@informateur.info- Au Nigeria, l’avenir du sélectionneur national Éric Chelle suscite de vives discussions. Selon plusieurs médias locaux, le technicien aurait soumis pas moins de 19 conditions à la Fédération nigériane de football (NFF) pour envisager une prolongation de son contrat à la tête des Super Eagles.
Au cœur des exigences figure une revalorisation significative de son salaire mensuel. Actuellement estimée à 50 000 dollars, sa rémunération passerait à 130 000 dollars par mois, soit plus de 72 millions FCFA. Une augmentation d’au moins 28 millions FCFA serait ainsi exigée pour poursuivre l’aventure. Ce montant inclurait également la prise en charge des salaires de ses assistants techniques.
Mais la question salariale ne serait qu’un volet des revendications formulées par l’ancien international malien. D’après les informations relayées, Éric Chelle souhaiterait aussi un renforcement de son autorité au sein de la sélection, notamment en matière de gestion de l’effectif et de choix techniques. Il réclamerait par ailleurs des garanties sur l’organisation logistique des rassemblements, la planification des matchs amicaux et l’amélioration des infrastructures mises à disposition de l’équipe nationale.
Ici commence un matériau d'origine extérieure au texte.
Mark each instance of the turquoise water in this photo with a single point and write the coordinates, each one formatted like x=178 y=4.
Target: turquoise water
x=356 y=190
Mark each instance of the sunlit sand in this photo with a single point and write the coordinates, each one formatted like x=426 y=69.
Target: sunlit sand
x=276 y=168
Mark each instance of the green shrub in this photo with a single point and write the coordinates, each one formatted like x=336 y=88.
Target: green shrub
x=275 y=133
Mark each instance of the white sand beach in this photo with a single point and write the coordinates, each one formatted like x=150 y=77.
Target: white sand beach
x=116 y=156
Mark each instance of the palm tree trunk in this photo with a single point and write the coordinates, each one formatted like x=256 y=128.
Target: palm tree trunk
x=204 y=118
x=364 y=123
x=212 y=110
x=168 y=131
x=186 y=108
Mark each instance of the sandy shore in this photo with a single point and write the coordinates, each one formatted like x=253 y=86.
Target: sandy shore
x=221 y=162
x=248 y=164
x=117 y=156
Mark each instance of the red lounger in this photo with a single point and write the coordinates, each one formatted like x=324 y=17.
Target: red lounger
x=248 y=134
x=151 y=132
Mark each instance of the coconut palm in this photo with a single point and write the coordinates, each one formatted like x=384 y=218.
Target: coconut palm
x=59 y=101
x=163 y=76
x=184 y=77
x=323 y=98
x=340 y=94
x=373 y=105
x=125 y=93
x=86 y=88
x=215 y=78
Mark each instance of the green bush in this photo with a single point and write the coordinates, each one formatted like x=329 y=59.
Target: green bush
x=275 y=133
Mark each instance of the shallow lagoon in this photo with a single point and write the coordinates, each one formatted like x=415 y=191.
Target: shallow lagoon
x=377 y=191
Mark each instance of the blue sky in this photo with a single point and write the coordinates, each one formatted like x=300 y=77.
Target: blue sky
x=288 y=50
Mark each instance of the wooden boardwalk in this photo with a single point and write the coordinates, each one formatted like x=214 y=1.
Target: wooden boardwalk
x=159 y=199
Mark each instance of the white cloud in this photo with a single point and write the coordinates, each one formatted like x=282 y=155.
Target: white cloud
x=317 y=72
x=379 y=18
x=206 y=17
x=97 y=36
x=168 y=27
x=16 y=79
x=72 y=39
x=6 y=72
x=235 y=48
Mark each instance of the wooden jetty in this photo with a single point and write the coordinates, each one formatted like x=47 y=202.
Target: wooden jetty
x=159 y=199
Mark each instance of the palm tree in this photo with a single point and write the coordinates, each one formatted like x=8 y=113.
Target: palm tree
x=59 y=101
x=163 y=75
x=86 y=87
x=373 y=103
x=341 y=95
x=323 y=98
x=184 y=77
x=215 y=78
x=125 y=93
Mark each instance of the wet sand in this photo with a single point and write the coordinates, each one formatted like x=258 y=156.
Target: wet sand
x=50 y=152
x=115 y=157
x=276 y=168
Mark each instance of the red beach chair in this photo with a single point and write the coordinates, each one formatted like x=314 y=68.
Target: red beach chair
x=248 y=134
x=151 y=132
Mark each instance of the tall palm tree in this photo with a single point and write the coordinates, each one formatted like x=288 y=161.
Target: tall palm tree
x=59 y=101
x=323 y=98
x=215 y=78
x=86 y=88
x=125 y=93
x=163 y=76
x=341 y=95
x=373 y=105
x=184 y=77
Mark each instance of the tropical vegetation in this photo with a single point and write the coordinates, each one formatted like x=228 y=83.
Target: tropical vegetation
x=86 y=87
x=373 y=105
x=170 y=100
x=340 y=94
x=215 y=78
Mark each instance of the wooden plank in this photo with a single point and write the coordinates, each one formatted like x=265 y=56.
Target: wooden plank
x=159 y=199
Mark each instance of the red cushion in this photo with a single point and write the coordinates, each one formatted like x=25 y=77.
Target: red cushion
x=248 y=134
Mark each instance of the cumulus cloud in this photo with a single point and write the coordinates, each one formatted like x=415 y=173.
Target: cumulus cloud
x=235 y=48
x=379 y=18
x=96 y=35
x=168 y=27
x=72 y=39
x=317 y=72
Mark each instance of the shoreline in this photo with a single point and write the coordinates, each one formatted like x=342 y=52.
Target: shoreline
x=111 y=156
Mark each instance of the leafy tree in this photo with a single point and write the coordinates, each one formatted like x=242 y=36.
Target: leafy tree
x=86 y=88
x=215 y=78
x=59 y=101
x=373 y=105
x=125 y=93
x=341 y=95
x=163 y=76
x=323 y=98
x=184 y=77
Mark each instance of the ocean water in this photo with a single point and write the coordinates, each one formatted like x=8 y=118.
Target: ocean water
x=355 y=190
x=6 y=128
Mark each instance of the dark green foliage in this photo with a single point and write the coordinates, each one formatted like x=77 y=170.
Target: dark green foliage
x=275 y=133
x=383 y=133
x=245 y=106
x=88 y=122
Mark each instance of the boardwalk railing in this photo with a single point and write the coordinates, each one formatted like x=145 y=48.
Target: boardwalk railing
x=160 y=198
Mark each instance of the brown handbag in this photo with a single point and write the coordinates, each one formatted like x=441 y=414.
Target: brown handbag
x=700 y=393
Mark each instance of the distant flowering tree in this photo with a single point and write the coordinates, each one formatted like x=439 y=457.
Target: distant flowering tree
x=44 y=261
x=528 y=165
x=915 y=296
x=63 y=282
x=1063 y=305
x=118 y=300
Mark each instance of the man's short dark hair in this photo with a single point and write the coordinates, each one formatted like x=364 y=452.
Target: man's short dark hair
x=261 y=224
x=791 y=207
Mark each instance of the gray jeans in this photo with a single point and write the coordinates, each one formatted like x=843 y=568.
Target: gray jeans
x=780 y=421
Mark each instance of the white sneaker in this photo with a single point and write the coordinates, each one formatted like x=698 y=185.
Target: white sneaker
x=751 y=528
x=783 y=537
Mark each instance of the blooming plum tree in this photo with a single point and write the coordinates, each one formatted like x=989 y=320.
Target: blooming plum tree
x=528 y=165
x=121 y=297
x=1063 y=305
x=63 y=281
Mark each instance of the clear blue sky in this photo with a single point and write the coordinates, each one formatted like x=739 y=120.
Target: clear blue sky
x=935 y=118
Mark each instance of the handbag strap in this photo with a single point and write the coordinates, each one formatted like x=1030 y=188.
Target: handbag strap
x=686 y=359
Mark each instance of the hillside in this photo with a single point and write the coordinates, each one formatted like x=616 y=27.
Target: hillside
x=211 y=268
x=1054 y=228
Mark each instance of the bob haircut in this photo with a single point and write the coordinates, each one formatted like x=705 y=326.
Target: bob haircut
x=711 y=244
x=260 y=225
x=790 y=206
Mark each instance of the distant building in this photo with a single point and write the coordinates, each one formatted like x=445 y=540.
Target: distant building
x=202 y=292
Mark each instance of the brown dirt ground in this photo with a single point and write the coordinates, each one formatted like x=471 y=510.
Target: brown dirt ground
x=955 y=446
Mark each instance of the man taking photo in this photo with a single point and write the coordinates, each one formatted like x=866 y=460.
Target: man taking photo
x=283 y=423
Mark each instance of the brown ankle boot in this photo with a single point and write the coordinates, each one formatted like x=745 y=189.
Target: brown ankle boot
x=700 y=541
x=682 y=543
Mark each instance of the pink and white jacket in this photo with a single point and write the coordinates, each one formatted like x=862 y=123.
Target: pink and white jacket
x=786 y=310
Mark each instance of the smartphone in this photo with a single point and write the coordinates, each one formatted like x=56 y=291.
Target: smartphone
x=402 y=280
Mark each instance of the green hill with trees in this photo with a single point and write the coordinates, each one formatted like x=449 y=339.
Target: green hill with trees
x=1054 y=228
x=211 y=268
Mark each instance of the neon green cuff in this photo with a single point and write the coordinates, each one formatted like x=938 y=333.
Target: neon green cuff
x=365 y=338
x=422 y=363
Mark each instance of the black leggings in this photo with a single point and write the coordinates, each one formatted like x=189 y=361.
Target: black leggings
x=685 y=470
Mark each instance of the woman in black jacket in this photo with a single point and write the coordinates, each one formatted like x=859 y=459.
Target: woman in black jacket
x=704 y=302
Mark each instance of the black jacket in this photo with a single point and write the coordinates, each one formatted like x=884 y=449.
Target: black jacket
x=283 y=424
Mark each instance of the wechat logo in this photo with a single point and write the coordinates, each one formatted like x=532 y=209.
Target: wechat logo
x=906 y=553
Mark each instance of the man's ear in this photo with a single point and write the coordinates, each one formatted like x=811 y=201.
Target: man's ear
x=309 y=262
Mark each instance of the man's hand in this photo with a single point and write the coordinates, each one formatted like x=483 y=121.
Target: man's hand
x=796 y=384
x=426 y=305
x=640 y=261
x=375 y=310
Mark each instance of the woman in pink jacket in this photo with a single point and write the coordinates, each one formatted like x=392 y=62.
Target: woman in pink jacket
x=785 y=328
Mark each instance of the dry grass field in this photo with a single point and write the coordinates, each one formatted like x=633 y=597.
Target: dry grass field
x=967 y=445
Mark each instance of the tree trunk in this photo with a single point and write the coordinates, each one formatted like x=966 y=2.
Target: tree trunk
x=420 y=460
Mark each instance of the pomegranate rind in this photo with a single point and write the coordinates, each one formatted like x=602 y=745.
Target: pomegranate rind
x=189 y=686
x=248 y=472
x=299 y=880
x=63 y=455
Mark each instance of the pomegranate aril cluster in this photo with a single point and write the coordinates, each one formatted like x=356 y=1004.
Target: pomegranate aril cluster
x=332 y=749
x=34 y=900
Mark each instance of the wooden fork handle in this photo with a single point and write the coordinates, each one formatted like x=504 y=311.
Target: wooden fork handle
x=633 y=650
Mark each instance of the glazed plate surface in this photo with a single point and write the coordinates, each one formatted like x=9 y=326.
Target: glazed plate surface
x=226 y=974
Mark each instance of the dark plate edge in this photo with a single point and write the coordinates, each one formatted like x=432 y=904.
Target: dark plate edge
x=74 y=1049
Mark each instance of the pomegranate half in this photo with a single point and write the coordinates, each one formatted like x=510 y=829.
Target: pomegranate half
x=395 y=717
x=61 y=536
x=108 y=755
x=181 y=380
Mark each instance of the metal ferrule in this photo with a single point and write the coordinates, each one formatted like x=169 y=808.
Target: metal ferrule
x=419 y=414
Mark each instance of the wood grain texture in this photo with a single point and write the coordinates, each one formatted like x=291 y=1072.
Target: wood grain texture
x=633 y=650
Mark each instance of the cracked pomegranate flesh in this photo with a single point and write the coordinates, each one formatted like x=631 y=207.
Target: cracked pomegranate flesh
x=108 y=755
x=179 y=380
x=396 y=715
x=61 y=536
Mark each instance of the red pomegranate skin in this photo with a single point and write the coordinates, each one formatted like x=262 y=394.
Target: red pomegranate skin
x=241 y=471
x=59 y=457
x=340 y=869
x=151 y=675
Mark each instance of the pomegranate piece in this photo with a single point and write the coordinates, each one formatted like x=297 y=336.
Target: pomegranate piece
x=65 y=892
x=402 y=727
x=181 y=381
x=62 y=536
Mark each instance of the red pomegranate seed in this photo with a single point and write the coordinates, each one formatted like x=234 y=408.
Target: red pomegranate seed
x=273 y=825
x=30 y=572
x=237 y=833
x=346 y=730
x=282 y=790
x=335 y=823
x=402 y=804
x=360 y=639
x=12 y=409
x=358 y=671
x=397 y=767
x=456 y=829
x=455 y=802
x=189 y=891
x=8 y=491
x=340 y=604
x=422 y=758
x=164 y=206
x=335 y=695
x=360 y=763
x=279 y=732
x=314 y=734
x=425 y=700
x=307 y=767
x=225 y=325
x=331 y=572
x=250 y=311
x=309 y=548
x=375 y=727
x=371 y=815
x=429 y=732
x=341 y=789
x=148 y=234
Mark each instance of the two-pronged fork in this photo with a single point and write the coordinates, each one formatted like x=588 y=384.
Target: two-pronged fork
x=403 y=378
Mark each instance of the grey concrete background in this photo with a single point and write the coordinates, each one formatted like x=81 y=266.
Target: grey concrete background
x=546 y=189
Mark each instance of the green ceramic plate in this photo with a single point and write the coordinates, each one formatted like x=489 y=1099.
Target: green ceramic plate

Ces exigences interviennent dans un contexte où la NFF cherche à stabiliser son encadrement technique et à bâtir un projet sportif cohérent en vue des prochaines échéances continentales et internationales. Les discussions entre les deux parties seraient en cours, sans qu’aucune décision officielle n’ait encore été annoncée.
Si elles étaient acceptées, ces conditions marqueraient un tournant dans la politique salariale de la fédération, avec un investissement accru en faveur du staff technique. Reste à savoir si la Fédération nigériane de football jugera ces demandes compatibles avec ses capacités financières et ses ambitions sportives.
En attendant, le dossier Chelle demeure l’un des sujets les plus suivis du football nigérian.